The spirit of revolution is alive and well in Santa Clara. A university town in Cuba’s heartland, Santa Clara is the country’s fifth-largest city, but one of its most animated - with a vibrant youth culture and an enduring reverence for the revolutionary Che Guevara. It was here in 1958 that Che led the final, decisive charge against the brutal Batista government. Santa Clara is also his final resting place, overseen by a gigantic bronze likeness in Plaza Che Guevara. For culture lovers, the city is the perfect place to seek out art exhibitions, poetry readings, and concerts; while for party animals, live music and dancing fill the midnight hours.

#5: Ride Through History in Old Havana

For visitors, Havana seems to exist in two different times. The Cuban capital is a temporal jumble of cobblestone streets, wifi hotspots, crumbling colonial residences, and European tourists in new fashions. Perhaps nothing sums up the paradox like the vintage vehicles that cruise Havana’s streets. Most of the classic cars you’ll see are actually taxis, and many offer round-trip tours. Seeing the grand plazas, neoclassical architecture, and city life from the back of a Cadillac convertible is a quintessential Havana experience. So pick a car, color and year, and take in the sights.

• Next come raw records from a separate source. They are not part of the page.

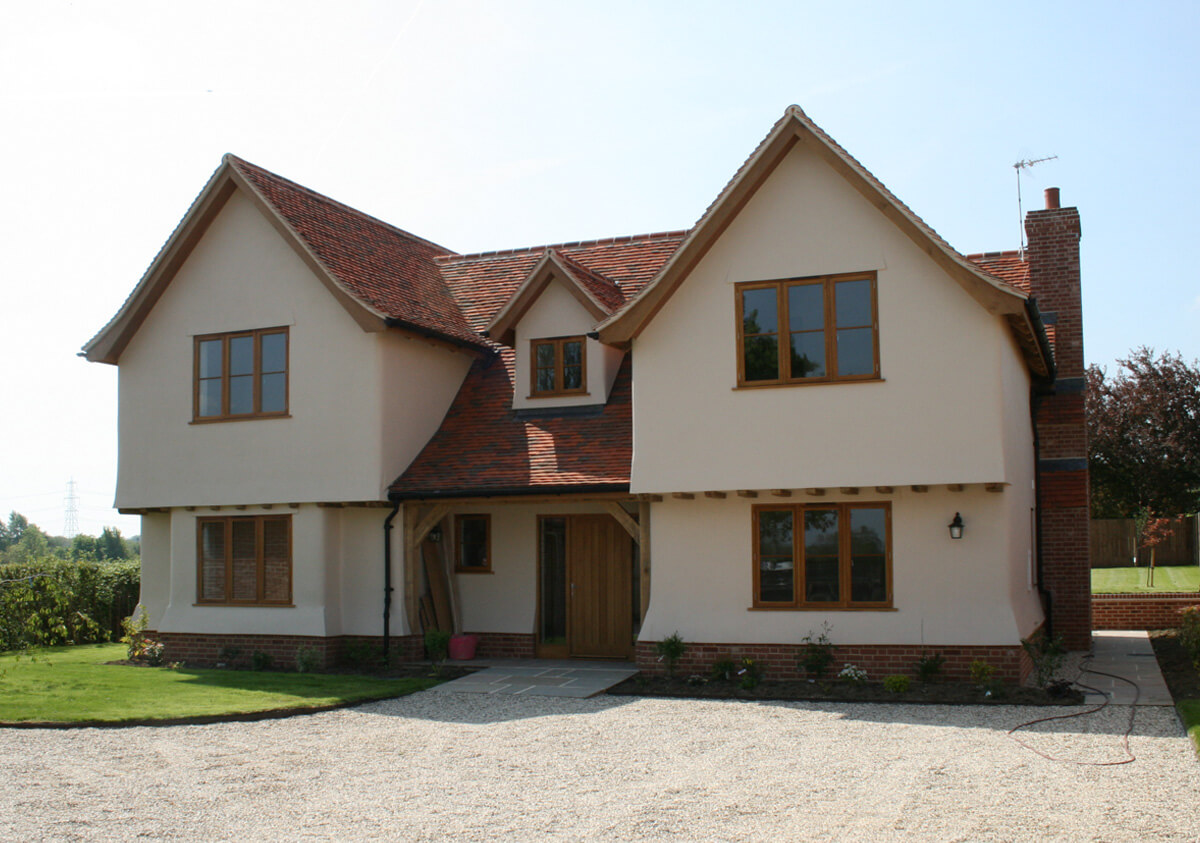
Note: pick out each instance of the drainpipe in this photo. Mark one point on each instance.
(387, 580)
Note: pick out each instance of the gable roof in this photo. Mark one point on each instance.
(484, 447)
(598, 296)
(994, 293)
(381, 274)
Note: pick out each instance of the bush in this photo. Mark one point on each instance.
(929, 667)
(817, 656)
(53, 602)
(1189, 633)
(671, 650)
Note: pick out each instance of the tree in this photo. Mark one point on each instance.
(1144, 436)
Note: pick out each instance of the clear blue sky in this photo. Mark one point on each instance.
(487, 125)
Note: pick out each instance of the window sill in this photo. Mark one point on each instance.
(240, 418)
(815, 608)
(811, 382)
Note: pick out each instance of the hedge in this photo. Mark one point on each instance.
(58, 602)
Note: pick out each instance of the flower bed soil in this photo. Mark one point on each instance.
(935, 693)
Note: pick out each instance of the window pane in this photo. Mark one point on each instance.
(777, 573)
(821, 583)
(868, 556)
(241, 395)
(275, 352)
(241, 356)
(759, 311)
(473, 542)
(274, 395)
(805, 306)
(573, 353)
(573, 377)
(808, 354)
(276, 561)
(761, 358)
(856, 351)
(245, 567)
(210, 398)
(852, 300)
(213, 561)
(552, 614)
(210, 358)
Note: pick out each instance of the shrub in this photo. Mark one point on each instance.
(52, 602)
(817, 656)
(307, 659)
(929, 667)
(1189, 633)
(1047, 655)
(671, 650)
(750, 673)
(724, 669)
(852, 674)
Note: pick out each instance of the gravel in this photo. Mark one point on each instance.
(467, 766)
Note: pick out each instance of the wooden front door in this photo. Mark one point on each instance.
(586, 587)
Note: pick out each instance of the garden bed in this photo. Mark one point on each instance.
(930, 693)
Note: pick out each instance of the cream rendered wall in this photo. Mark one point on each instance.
(337, 444)
(945, 591)
(155, 566)
(557, 312)
(306, 616)
(936, 416)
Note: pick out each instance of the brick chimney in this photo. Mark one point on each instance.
(1061, 424)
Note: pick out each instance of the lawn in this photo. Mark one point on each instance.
(1128, 580)
(75, 683)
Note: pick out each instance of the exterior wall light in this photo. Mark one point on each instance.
(957, 526)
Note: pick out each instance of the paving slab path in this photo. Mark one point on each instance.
(439, 766)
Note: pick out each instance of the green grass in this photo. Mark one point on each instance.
(1129, 580)
(69, 685)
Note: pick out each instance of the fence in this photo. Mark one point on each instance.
(1113, 543)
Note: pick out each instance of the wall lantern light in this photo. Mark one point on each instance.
(957, 526)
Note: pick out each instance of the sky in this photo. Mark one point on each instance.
(499, 124)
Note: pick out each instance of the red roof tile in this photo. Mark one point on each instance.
(1008, 267)
(389, 269)
(484, 447)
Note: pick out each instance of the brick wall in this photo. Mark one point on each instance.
(781, 661)
(1060, 417)
(1140, 611)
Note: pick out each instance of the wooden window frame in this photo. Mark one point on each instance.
(257, 375)
(844, 556)
(259, 563)
(829, 328)
(460, 568)
(557, 342)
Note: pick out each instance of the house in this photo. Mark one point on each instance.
(739, 431)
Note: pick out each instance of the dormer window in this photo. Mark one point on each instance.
(558, 366)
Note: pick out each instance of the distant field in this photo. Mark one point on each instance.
(1131, 580)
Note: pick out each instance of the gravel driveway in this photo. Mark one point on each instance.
(432, 766)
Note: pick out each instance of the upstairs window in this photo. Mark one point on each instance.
(558, 366)
(808, 330)
(241, 375)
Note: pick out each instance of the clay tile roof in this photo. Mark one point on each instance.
(389, 269)
(1009, 267)
(483, 284)
(484, 447)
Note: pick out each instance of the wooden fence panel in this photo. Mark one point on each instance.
(1113, 542)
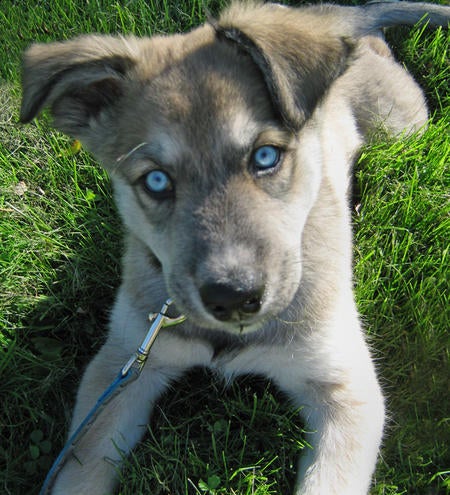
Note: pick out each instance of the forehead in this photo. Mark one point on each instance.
(214, 96)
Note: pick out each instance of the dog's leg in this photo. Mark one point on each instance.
(344, 411)
(92, 469)
(330, 376)
(97, 457)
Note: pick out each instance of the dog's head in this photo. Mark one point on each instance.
(207, 139)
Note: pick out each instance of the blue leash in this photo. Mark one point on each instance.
(129, 373)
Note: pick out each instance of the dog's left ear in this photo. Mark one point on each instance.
(297, 54)
(78, 79)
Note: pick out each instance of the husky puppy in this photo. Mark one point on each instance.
(230, 150)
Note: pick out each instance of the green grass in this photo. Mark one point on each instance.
(59, 267)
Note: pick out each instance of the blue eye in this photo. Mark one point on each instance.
(158, 183)
(266, 157)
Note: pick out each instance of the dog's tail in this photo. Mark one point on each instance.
(378, 15)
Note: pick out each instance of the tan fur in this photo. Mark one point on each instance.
(258, 259)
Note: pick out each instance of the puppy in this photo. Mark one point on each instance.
(230, 150)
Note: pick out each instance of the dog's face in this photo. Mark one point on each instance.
(214, 167)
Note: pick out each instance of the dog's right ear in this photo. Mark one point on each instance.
(77, 79)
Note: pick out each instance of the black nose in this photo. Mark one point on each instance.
(222, 300)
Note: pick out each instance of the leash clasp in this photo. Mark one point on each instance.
(158, 321)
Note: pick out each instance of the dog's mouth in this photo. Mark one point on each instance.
(217, 306)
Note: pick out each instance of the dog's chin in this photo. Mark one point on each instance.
(198, 316)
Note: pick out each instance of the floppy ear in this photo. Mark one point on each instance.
(298, 55)
(78, 79)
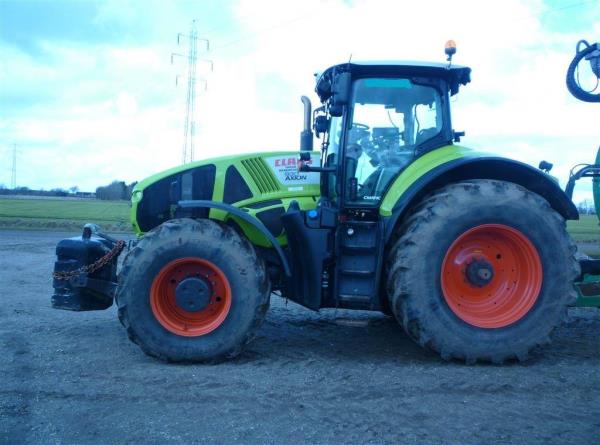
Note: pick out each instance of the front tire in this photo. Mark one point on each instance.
(192, 291)
(482, 270)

#4: Step Back in Time in Trinidad

If Havana is a temporal paradox, a trip to Trinidad’s colonial centre is straight up time-travel. Sitting at the edge of the idyllic Valle de los Ingenios, once covered in sugar plantations, Trinidad is Cuba’s best-preserved colonial-era town, and a UNESCO World Heritage Site. Wander past pastel-colored Spanish houses in the Plaza Mayor and admire the magnificent Iglesia y Convento de San Francisco. Outside the town, visitors can explore the ruins of sugar mills further inland; or relax on the white sand of Playa Ancón at seaside resort Casilda

#3: Relive a Classic in Cojimar

You wouldn’t guess from appearances, but this tranquil, picturesque seaside village is also the setting of a titanic struggle: the contest between patient fisherman Santiago, and a giant marlin in Ernest Hemingway’s classic “The Old Man and the Sea”. The waters around Cojimar were the American novelist’s favoured fishing grounds, and he’s immortalized in stone near the town’s Spanish fort. For the full experience, sit back by the water with a mojito in one hand and Papa’s Pulitzer Prize-winning novella in the other. It’s a great way to culminate a tour of other Hemingway hotspots, like his elegant Cuban abode and preferred drinking holes in Havana.

#2: Experience Country Life in Vale de Viñales

Zapata has its wildlife, Baracoa has its waterfalls, and popular Cayo Coco has its beaches. But when it comes to stunning natural beauty, Vale Viñales is up there with the best. This lush, green valley, scattered with limestone stacks that rise from seas of tobacco fields, is an outdoor enthusiast’s utopia. Just a few hours east of Havana, it’s an ideal location for hiking, horse riding, caving, and climbing. Embark on a tour to see how the country’s storied cigars are made, or just wander around on your own to take in the magnificent pastoral views.

#1: Get Your Groove on in Havana

Havana’s nightlife is legendary. Cuban melodies, rhythms, and dance forms have had an outsized influence on all music, and you can find pretty much all of them in the nation’s capital. So after an amble through Havana Vieja, grab a bottle of rum, wander down the Malecon, and, when you’re feeling footloose and fancy-free, dance up a storm in Havana’s bars and nightclubs. To see how it’s done in style, check out the spectacular dance shows at the famed Tropicana Club; but remember, you haven’t experienced Havana until you’ve busted moves yourself in the city’s bumping, live music discotheques.